Huimin bao (Хуэймин бо; 回民报) is a socio-political newspaper published in Bishkek, Kyrgyzstan. Named after the Hui people, it is the world's only Dungan language newspaper.

In 2014 the Kyrgyz Hui Muslim Association and the China News Agency Xinjiang Branch cooperated to increase the Chinese version of Huimin bao. In the same year, the Chinese decided to rename the newspaper as Zhongya Huimin bao (Central Asian Hui Newspaper; 中亚回民报, Җун-я Хуэймин бо) due to the fact that Dungan people (partly of Hui ancestry) are spread throughout Central Asia.

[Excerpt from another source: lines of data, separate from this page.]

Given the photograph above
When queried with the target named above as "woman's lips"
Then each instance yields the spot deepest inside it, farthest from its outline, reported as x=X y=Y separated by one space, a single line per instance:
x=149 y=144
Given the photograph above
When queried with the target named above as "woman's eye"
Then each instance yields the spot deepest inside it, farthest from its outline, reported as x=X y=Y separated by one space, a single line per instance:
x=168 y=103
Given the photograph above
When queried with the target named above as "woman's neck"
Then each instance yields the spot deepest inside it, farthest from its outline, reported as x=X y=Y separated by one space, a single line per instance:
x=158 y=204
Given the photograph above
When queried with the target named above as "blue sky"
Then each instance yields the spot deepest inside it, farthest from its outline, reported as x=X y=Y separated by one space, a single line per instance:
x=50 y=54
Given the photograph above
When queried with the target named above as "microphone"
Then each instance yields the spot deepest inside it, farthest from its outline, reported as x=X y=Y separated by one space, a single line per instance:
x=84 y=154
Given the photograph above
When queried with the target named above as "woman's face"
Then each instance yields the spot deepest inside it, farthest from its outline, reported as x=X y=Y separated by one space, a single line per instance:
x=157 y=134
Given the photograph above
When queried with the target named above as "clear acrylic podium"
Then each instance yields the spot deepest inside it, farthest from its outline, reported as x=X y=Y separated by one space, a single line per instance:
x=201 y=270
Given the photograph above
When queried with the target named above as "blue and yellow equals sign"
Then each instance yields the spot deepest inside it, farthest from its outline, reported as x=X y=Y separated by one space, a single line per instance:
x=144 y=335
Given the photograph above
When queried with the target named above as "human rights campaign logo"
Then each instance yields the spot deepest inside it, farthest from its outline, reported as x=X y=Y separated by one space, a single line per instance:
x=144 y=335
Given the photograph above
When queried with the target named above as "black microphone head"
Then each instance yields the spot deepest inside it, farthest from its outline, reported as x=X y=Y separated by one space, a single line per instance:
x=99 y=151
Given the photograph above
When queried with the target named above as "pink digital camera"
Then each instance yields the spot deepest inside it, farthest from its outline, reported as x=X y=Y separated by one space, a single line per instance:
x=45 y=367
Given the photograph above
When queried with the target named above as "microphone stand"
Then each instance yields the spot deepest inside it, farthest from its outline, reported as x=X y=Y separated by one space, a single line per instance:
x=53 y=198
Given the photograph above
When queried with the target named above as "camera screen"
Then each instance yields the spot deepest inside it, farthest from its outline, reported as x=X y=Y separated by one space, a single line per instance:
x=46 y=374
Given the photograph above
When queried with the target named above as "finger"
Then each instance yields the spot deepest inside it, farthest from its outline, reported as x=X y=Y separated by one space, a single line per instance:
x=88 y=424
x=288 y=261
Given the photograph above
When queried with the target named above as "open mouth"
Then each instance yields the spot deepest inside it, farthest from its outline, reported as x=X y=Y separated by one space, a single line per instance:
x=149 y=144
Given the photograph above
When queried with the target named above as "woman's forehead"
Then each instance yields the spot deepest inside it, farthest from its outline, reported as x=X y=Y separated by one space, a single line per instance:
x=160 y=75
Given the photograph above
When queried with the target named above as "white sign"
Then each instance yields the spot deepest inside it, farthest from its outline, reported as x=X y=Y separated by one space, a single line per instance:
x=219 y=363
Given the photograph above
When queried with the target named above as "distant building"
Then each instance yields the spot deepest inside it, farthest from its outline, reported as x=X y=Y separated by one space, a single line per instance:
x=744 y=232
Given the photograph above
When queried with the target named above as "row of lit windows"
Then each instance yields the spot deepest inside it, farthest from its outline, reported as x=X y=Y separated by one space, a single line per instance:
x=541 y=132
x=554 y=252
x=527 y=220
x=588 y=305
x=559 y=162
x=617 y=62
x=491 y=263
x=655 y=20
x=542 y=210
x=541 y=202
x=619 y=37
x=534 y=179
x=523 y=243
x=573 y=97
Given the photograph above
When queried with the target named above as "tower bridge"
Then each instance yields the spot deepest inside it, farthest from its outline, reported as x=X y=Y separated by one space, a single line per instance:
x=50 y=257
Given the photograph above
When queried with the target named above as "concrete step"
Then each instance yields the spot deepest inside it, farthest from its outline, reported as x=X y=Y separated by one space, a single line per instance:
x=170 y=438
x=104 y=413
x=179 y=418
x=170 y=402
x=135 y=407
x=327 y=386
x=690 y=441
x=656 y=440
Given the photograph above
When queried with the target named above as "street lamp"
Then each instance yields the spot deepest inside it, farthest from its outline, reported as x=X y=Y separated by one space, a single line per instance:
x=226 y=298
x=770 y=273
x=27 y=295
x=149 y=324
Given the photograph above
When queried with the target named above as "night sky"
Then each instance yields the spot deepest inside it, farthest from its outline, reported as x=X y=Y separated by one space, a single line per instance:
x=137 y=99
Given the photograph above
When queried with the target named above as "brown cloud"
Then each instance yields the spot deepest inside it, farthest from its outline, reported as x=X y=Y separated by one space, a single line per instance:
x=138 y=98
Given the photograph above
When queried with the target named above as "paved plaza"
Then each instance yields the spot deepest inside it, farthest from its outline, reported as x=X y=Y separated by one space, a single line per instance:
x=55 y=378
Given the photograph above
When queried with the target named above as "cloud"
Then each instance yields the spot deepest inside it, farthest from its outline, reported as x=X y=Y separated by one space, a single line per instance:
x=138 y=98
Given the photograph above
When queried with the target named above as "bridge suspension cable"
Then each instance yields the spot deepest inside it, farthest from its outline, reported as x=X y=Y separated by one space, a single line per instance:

Newspapers are circulated once a month to 3,000 copies. In the 1970s, Huimin bao published 4,400 copies twice a week.

==History==
In 1930, the newspaper was first known in Kyrgyz as Sabattuu bol (Сабаттуу бол, 'Be Literate') and was written in the Kirghiz ASSR. Dungan writers Yasir Shiwazi and Husein Makeyev started working on the newspaper. In January 1932, it was published in Dungan as Dong Huexir ('Spark of the East', Дун Хуәщир, 东火星) in the capital city of what was formerly known as Frunze. It held its name before the newspaper ceased publications in 1939. When the Soviet Dungan newspaper resumed publication in 1957, it was renamed the Sulian huizu bao ('Soviet Hui Newspaper', Сўлян хуэйзў бо, 苏联回族报) while Shiwazi was appointed its editor-in-chief, holding that post until his retirement in 1965. In 1958, Shiwazi then renamed the newspaper to the Shiyuedi qi ('October Banner', Шийүәди чи, 十月的旗), and during this time, the newspaper appeared twice a month with circulation to about 4,400 copies every two weeks. During the collapse of the Soviet Union in the early 1990s, the newspaper was renamed once again to Huimin bao and the circulation was changed to monthly with about 3,000 copies today.